Après une journée de repos (le transport, ça fatigue !), nous décidons d’aller explorer l’ouest du lac et le fleuve Khovd qui l’alimente. Nous nous régalons du silence, de la verdure et des oiseaux. Au retour, une famille nous prend en stop-taxi (ici, tout le monde est taxi). Il suffit de tendre son bras devant et quelqu’un s’arrête et s’improvise taxi. Grâce à la traduction sur le téléphone, nous sympathisons avec eux et ils nous invitent à diner chez eux en périphérie de Khovd. La maman s’active au magasin puis en cuisine. Nous nous retrouvons pendant un temps tous seuls dans la petite maison composée d’une chambre, d’une cuisine, d’un salon et d’une entrée ! Puis les 4 enfants, plus la cousine, sont bientôt rejoints par des voisins. Nous sommes la curiosité. Nous sommes sur le canapé avec une table basse devant nous couverte de pastèque et de melon, du thé au lait salé, des biscuits, du saucisson et des concombres, puis un bol de ragout de mouton. Nous discutons tant bien que mal grâce à la traduction et nous rigolons bien avec les enfants. Séance photos. Puis on nous demande de sortir avec les filles et la maman. Direction la place centrale où nous nous retrouvons à pédaler sur une rosalie en musique. Les rollers fluorescents se sont donnés rendez-vous. Les filles pavanent à nos côtés. Des brochettes de viande et des stands de fléchettes pour agrémenter le tout. Mathieu gagne des peluches qu’il offre aux filles (le Seigneur !). Soirée étonnante ! Elles nous raccompagnent à notre hôtel et nous leur offrons un petit cadeau pour les remercier. 10 minutes après être rentrés, on frappe à notre porte. La grande fille et son amie que Mathieu avait surnommé Lady Gaga à cause de ses lunettes de soleil (ça l’avait bien fait rire !) sont devant la porte et nous réclament une bonne somme d’argent pour le repas et la soirée. Nous sommes abasourdis. Nous leur donnons l’équivalent d’un repas au restaurant. Nous ne comprenons pas. Nous pensions avoir été chaleureusement invités. Nous avons maintenant le sentiment d’avoir été trompés pour de l’argent. Que n’avons-nous pas compris ? Est-ce notre statut d’occidental qui change les comportements ? Une différente interprétation des relations humaines, de la symbolique de l’argent. La question reste posée. Il faudrait, je pense, des années dans un pays pour en saisir toutes les subtilités culturelles.

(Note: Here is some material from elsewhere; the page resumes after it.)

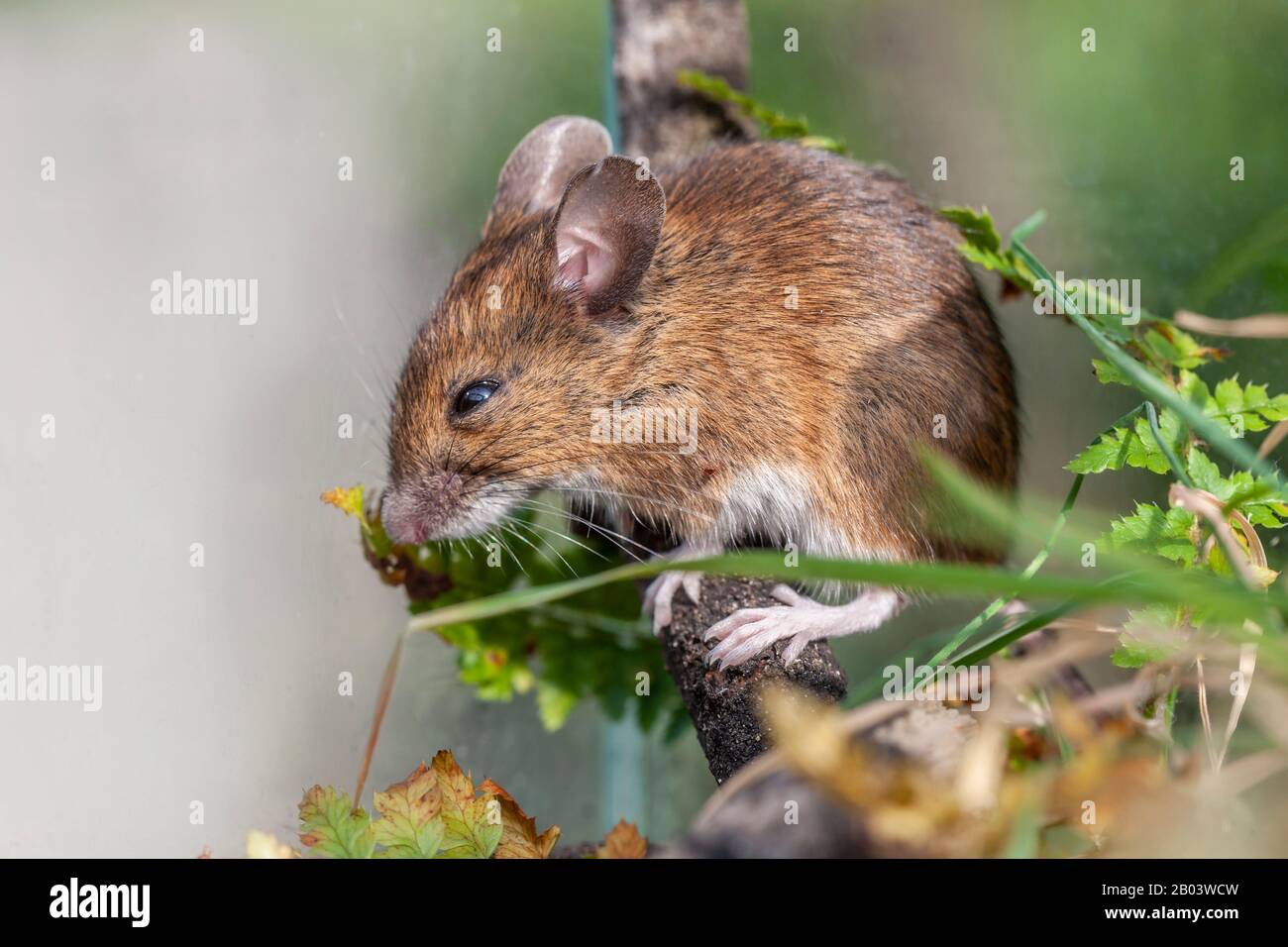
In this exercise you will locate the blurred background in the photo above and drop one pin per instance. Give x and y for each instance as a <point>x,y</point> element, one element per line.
<point>219,684</point>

Il fait maintenant nuit noire et le chauffeur vient de déposer un colis à une personne au bord de la route avec une lampe torche (oui, en Mongolie, avec des routes quasi-inexistantes et un peuple nomade sans adresse fixe, il n’y a pas de service postal). Nous venons de quitter la route goudronnée… Dernier périple mongol avant la Chine. A suivre…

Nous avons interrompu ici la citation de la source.